I am so grateful to everyone who donates to this incredible company. Without exaggeration it has given me myself back.
I miss Yente terribly, and I adore playing Ma Bailey in Wonderful Life - even on the hard days. Dercum’s is considered one of the most painful diseases in the world (usually in the top five on a top ten list) but theatre gives me a release and a kind of strength I can’t describe. The disease is progressive so I get “not great” medical news all the time - but it seems to worry me much less than it used to. My family is happy – and our medical conditions can never keep us from doing what we love again.
God Bless Phamaly and every person who makes what they do possible. It is a WONDERFUL LIFE! 
Lucy Roucis

My first memory is when I was two years old. I was leaning my head against the wall, which was tipping my cowboy hat back, talking to myself and to my horse, Trigger. I wasn’t pretending to be Dale Evans. I was Roy Rogers!  Aided by my mother asking “Roy” to come eat breakfast, this morphed into a lifelong acting career.

My first casting rejection happened in the first grade. Our gym teacher said we were going to perform the Dance of the Sugar Plum Fairies in the Christmas recital at Bancroft School in Lakewood. She was casting the lead role and asked for a show of hands as to who owned a leotard. I had one and I raised my hand, as did Nancy, a co-ed. The teacher said, “Okay, Lucy, you are the Sugar Plum Fairy.” Then she said. “What color is your leotard?” “Black,” I answered. Nancy’s was blue so she changed her mind and “fired” me and cast Nancy because her blue leotard was a more appropriate color for the role! That story stays with me and helps me when I fail to get a role.

My parents were determined to give the best education possible for their six children and we were sent to private schools. I was sent to St. Mary’s Academy and when I was ready to go to college I sheepishly asked my father if I could study acting. He said he wasn’t surprised and yes I could attend Loretto Heights College where I became an Acting Major (among all the Musical Theatre majors). I learned how to sing and dance as well as act. Finally being able to study what I love, I graduated Magna Cum Laude.
Lucy Roucis

I moved to Hollywood and got in line. I had good skills and was willing to work hard at survival jobs and continue studying acting and dance. I found myself studying with Roy London, of the Uta Hagen school of acting and I was transformed as an actor with a much better sense of self. I started booking work:  TV commercials, small parts on soaps and feature films. Little did I know Parkinson’s disease was waiting around the corner.

I was 27 when I received the diagnosis of Parkinson’s. On top of that came the diagnosis of thyroid cancer. At age 30 I found myself grateful for my parents opening their home to me with open arms. I was one sick kid. Then I found PHAMALY. I thought my career was over but it was just beginning!

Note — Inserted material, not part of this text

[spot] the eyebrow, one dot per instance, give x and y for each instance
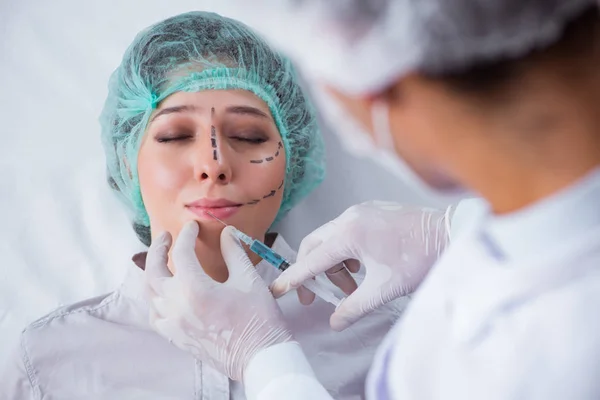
(175, 109)
(247, 110)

I turned the diagnosis of Parkinson’s disease around to benefit my acting career. I’ve been able to play dream roles (Vera in Mame, Lola in Damn Yankees, Winifred in Once Upon a Mattress, Adelaide in Guys and Dolls).  I’m moving into character roles (Nurse Ratched in One Flew Over the Cuckoo’s Nest, the Mother in Barefoot in the Park and Mrs. Kendal in the upcoming The Elephant Man). I also was hired to play the Unconvention Parkinson’s Speaker in 20th Century-Fox’s Love and Other Drugs, starring Anne Hathaway and Jake Gyllenhaal and I have no doubt that PHAMALY prepared me for the role. It was definitely a highlight in my career.
I want to thank all the supporters of PHAMALY, especially the volunteers, for making me feel like a real part of the theatre community and for making sure I could continue my career here in Denver, not in spite of my disability, but because of it.